Vous participez à son œuvre lorsque vous mettez des masques, portez costumes de carnaval, vous travestissez en soldats ou en tigre. De même l'acteur qui sur le théâtre coiffe le diadème de l'empereur, renverse les fausses idoles, succombe à un amour malheureux, réalise pour lui, comme pour vous, un acte dionysiaque. De même le voyage et encore l'ivresse efface l'infirmité de ne pouvoir être que ce que vous êtes et promis à disparaître. Dionysos est le guide qui vous manquait et le meilleur cadeau que l'on pouvait vous faire.
Ariane et Dionysos - peinture murale Musée Getty - Malibu - 75 av JC
Les femmes dionysiaques. Antiope, Electre et Danaé parmi bien d'autres. La nuit d'Alcmène.
Les hommes dionysiaques pour se libérer ont l'aventure, l'exploit, la représentation artistique ou la débauche. Les femmes dionysiaques n'ont que l'amour pour apaiser leurs démons et accéder à l'illusion fugace d'étreindre le monde. Quand vous voyez vos files ou vos épouses le regard rivé à leur miroir, immobiles contre le fût d'un arbre, vous dites qu'elles rêvent, mais vous ne savez pas à quoi !
Moi, penché au balcon des nuages, j'entends monter leurs appels muets et je distingue sans peine le dessin de leurs songes. 
Belle Antiope, tu attendais d'être violée par un satyre, je me suis fait des pieds de chèvres, des cuisses velues. Que tu aies fini folle, n'est pas ma faute, tu étais déjà folle avant de me connaître.
Electre de Samothrace, tu me voulais danseur, serpent, flamme, gel. J'ai dansé pour toi sur des charbons ardents, puis revêtu l'aspect d'un serpent sacré pour t'étreindre de spires glacées.

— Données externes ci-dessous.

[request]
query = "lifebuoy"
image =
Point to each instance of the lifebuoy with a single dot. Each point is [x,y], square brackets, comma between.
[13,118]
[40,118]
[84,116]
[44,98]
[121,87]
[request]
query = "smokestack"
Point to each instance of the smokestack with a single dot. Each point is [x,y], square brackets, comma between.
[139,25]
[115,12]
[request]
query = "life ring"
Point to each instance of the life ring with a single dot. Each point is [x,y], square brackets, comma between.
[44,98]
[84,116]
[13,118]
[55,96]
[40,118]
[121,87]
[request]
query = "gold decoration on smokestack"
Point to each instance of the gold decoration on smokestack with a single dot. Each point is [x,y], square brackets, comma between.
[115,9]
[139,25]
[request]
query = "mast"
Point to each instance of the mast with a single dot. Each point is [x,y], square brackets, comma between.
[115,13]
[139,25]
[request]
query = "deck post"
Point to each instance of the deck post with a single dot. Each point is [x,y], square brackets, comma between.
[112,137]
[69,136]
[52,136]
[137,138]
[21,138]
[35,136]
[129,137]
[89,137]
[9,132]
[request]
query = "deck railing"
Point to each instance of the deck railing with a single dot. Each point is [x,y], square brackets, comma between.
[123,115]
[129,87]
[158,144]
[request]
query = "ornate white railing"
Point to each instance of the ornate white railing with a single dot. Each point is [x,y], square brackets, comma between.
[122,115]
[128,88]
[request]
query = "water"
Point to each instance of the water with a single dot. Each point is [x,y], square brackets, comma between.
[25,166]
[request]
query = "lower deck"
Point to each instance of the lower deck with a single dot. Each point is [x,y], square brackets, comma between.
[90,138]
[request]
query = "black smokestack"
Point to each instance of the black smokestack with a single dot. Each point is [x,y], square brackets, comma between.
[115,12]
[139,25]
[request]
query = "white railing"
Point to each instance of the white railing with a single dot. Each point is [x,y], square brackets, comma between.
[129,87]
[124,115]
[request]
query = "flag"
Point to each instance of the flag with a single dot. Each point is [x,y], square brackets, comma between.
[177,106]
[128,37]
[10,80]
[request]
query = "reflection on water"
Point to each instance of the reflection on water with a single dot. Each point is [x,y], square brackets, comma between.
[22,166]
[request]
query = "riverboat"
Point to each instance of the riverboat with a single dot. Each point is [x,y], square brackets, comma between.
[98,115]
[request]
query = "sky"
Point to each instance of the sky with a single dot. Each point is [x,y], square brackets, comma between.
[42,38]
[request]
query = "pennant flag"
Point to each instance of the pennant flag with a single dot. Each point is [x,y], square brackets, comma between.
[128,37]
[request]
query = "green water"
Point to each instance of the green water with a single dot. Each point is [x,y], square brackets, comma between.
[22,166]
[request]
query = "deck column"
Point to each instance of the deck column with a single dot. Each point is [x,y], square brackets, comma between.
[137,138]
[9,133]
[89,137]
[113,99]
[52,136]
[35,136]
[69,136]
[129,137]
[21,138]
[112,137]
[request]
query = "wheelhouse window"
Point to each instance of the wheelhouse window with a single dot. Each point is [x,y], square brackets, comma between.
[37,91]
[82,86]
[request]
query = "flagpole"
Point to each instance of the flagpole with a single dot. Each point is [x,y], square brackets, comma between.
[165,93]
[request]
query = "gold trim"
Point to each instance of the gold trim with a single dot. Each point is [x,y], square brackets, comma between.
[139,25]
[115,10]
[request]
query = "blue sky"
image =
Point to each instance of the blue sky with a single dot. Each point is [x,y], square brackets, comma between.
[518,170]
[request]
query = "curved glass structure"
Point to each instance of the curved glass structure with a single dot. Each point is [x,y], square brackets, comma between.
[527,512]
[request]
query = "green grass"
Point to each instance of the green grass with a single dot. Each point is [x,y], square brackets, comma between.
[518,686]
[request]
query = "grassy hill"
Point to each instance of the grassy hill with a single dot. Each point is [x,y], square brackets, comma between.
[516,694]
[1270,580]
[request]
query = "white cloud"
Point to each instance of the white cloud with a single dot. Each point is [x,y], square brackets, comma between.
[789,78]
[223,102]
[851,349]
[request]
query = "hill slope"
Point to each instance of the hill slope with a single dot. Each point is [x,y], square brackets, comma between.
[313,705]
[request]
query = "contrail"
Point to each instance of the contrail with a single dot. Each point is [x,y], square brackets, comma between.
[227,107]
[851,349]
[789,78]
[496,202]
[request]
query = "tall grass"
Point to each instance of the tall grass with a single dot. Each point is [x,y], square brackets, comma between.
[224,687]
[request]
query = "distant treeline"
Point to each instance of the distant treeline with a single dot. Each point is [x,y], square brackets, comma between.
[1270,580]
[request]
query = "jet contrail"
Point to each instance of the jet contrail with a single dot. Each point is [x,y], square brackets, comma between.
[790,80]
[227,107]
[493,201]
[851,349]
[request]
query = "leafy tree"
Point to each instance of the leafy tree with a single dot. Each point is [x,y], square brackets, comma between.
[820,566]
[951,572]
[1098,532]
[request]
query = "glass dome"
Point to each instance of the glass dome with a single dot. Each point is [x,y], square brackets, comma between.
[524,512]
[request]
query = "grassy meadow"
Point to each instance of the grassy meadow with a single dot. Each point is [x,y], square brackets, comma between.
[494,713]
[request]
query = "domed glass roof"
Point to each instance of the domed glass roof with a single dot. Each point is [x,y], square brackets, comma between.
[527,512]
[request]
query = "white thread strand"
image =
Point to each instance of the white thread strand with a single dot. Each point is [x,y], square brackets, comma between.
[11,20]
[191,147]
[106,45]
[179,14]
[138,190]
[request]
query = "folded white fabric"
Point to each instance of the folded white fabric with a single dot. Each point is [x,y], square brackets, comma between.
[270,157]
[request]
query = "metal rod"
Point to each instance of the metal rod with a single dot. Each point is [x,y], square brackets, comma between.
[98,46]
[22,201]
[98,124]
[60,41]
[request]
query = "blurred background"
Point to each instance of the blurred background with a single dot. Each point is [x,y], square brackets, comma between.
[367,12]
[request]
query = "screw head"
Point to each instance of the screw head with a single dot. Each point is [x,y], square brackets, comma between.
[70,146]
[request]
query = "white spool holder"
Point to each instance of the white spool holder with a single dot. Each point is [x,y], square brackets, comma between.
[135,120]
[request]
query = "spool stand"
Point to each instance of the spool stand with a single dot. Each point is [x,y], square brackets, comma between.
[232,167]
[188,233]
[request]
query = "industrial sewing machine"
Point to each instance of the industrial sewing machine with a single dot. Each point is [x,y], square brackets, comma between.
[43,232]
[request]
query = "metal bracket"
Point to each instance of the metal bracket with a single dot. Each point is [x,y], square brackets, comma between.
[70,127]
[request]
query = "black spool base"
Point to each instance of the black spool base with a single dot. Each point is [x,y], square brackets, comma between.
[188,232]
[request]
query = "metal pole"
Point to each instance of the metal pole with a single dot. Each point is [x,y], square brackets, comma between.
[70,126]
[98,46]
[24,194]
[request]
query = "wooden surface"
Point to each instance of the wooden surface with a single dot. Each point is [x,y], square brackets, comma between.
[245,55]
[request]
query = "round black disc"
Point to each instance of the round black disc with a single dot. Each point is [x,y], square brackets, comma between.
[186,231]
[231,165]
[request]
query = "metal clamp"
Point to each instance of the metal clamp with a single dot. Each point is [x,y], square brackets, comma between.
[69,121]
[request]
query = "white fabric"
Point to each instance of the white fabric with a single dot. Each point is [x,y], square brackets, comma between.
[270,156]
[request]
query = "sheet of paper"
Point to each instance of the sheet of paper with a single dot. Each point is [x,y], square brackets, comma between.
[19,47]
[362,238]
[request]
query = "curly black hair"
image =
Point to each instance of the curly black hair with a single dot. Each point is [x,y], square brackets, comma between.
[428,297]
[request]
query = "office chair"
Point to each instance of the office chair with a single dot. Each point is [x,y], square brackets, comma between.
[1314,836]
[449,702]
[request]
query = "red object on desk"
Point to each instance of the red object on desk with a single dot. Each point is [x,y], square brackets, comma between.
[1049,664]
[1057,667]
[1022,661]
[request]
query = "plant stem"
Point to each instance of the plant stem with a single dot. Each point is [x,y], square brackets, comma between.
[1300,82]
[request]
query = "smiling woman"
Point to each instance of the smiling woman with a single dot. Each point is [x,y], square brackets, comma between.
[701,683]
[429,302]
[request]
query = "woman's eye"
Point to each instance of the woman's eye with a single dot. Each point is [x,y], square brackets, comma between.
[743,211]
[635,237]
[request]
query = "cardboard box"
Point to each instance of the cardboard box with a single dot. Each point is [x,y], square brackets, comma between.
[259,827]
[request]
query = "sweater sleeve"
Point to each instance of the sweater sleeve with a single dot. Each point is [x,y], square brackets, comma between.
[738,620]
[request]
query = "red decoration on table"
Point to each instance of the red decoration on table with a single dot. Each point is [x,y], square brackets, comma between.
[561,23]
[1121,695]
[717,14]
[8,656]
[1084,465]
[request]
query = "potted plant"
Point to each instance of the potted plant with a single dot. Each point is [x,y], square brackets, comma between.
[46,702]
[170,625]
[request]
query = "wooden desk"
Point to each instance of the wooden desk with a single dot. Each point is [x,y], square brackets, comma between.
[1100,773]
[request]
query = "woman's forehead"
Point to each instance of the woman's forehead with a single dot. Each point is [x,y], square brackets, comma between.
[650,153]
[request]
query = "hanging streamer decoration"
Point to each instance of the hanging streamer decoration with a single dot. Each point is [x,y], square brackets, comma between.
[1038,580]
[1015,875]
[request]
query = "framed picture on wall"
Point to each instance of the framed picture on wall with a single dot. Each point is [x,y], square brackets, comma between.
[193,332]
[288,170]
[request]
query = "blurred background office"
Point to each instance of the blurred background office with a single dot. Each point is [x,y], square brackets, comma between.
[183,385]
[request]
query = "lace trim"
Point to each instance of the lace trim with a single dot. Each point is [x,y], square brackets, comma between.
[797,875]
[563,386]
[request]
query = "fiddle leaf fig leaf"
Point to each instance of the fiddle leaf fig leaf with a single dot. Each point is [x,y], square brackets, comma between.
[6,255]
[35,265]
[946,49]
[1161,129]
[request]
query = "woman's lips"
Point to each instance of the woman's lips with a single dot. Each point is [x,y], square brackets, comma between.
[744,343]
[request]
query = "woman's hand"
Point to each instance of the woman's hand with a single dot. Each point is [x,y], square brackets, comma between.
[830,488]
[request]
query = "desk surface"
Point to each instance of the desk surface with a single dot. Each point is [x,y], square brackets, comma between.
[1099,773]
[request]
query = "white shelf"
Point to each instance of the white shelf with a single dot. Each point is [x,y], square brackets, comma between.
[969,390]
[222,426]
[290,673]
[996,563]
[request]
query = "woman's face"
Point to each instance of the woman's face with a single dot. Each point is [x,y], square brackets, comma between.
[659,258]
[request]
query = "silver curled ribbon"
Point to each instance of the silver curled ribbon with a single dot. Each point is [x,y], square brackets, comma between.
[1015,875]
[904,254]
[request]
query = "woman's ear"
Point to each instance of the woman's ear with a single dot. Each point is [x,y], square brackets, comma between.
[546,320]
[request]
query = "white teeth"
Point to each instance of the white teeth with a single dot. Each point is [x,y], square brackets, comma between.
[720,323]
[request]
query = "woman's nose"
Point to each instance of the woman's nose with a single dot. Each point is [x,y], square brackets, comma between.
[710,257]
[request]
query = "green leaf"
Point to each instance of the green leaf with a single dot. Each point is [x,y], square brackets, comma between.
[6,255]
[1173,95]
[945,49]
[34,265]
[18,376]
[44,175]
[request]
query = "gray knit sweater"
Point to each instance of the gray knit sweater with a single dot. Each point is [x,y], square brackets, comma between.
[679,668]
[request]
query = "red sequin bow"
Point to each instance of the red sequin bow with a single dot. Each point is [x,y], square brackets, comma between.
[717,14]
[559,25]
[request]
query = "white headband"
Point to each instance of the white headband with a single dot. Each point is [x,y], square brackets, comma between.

Chère Danaé, ardente Danaé, que ton père jaloux avait enfermée dans une chambre de bronze et qui tendais ton ventre à la caresse du rayon de lumière tombant du soupirail. Je revêtit la chlamyde et les traits de ton frère. Je lançai une pluie d'or qui te permis d'acheter tes gardiens. Notre fils Persée tua la Gorgone; délivra Andromède et changea ses ennemis en statue de pierre.